Response by poster: grayber, that sounds like a good plan. I would have to work on signals with her again, though. She learned signals when she was a puppy, but they don't work like commands to her -- if she doesn't feel like obeying, she just turns away from me! Still, this could be doable.
posted by Countess Elena at 10:58 AM on September 25, 2010

One of my dogs is like that too. I try to make sure the treats are ones that can't be resisted.. say, lamb lung.

Also, [URL=]check out this book.[/URL] I have it but haven't read it yet, though I've read the authors other books and I love them.
posted by grayber at 11:46 AM on September 25, 2010

Sorry for the weird link. Here it is again.
posted by grayber at 11:55 AM on September 25, 2010

I try to be especially careful that I am not reinforcing my dogs fears, ie, not babying them in any way when they are afraid. Also search for non-verbal calming signals. Dogs use these signals with each other, will also use them with you and you can use them back. For instance, if your dog hears you yelling or upset, the dog might use a calming signal to ask you not to be upset with him/her. My favorite is yawning. Licking your lips is another. Try using different calming signals when your dog is afraid.

I'm sorry your dog had such a frightening experience as a puppy. I can understand how that would affect both of you!
posted by Agatha at 2:15 PM on September 25, 2010

Jean Donaldson advises something similar to what grayber describes: the Open Bar technique.
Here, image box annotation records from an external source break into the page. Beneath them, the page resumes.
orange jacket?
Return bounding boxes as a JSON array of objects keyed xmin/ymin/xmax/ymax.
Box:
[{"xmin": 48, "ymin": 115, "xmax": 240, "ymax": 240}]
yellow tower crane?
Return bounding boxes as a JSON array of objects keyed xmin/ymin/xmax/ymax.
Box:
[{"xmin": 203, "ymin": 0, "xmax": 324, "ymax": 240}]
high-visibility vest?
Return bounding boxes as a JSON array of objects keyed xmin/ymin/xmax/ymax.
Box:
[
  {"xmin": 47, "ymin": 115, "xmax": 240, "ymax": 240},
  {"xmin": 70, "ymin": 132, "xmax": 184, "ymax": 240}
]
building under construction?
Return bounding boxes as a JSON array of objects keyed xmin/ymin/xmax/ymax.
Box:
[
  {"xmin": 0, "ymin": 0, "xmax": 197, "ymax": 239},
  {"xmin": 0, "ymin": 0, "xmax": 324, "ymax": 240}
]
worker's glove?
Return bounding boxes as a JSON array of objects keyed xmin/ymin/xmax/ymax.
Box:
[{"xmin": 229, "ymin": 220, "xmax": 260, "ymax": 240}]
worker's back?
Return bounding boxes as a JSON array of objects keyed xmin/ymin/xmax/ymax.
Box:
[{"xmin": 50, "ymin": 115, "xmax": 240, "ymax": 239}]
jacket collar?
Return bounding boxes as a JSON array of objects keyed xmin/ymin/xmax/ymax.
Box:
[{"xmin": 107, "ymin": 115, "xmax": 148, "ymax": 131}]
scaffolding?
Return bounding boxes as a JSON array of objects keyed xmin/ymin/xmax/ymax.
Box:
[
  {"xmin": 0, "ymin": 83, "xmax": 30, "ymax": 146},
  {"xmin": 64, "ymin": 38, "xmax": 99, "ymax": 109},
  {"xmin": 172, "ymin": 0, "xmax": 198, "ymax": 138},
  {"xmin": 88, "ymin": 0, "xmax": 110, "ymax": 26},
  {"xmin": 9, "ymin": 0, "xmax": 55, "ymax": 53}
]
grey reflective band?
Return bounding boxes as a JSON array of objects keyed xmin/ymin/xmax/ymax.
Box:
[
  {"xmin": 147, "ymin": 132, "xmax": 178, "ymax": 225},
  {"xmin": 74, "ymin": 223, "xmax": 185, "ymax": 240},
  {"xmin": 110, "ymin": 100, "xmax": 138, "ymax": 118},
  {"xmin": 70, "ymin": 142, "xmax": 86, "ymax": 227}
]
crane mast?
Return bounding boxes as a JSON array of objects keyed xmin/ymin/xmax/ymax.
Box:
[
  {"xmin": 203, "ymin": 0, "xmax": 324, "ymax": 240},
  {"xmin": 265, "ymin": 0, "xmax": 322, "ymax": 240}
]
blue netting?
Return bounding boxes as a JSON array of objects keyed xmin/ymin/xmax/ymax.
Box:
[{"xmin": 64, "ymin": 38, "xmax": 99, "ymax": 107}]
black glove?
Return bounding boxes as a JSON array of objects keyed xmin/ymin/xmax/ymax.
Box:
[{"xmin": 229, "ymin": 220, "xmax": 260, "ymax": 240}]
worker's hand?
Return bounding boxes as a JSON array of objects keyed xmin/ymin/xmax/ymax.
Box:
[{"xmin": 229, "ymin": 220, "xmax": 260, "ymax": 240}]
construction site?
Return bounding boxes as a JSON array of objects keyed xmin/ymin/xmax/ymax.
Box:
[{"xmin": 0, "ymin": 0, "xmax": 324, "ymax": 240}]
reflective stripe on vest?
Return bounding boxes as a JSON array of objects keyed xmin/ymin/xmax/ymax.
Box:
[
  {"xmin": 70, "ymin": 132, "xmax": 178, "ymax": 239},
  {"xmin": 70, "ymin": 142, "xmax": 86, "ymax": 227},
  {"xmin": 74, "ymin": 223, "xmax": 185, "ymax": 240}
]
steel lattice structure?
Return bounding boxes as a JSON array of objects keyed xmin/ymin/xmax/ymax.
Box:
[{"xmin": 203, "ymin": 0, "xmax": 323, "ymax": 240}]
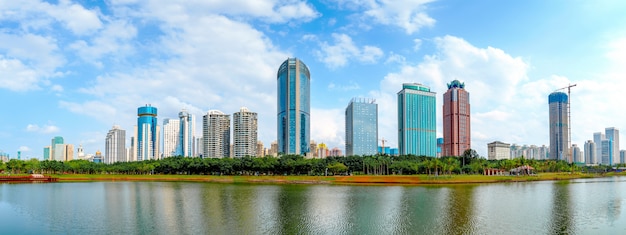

When your dog is in the presence of a large dog, the "bar is open," and she gets deluxe treats (wonderful stuff that she never gets except in this one situation), lavish praise and attention, and when the large dog leaves the scene, the bar is closed — no more fabulous yummies, business as usual. Big dog = bar open! Wheeee! Big dog gone = bar closed. Aw, damn. In this way, over time, your should (with luck!) associate big dogs with good times.

Of course, the best way to do this is to start at first with the help of a couple of friends with large, calm, friendly dogs in a yard or enclosed area where you can control the situation. Have your dog there, then bring in Big Dog on a leash. As soon as your dog notices Big Dog making the scene, open the bar. It's important that she receive the treats even if she starts barking, and that the treats stop as soon as the Big Dog is led away. After a bit of this, you can do it on the sidewalk, as soon as a big dog comes into view. If you can get the help of a trainer or behavior specialist using this sort of technique that would probably be much easier, since I imagine that many of them have training dogs that they use for desensitization techniques. You'll want to ask about their approach and get a specific idea of how they would go about addressing this problem.

Much more elaboration on this technique by a dog trainer here.

My feeling is that an off-leash park may never be a great idea for your little girl, because even if you manage to get her much more comfortable around big dogs, the overplayful, not-yet-well-socialized, young, or play-rough big dogs she will likely encounter could probably easily undo all that work.
posted by taz at 1:58 AM on September 26, 2010

Response by poster: Thanks, taz -- that also sounds like a good idea! Anyway, I have given up long ago on off-leash play for her, except in yards, because she is deaf and so stubborn.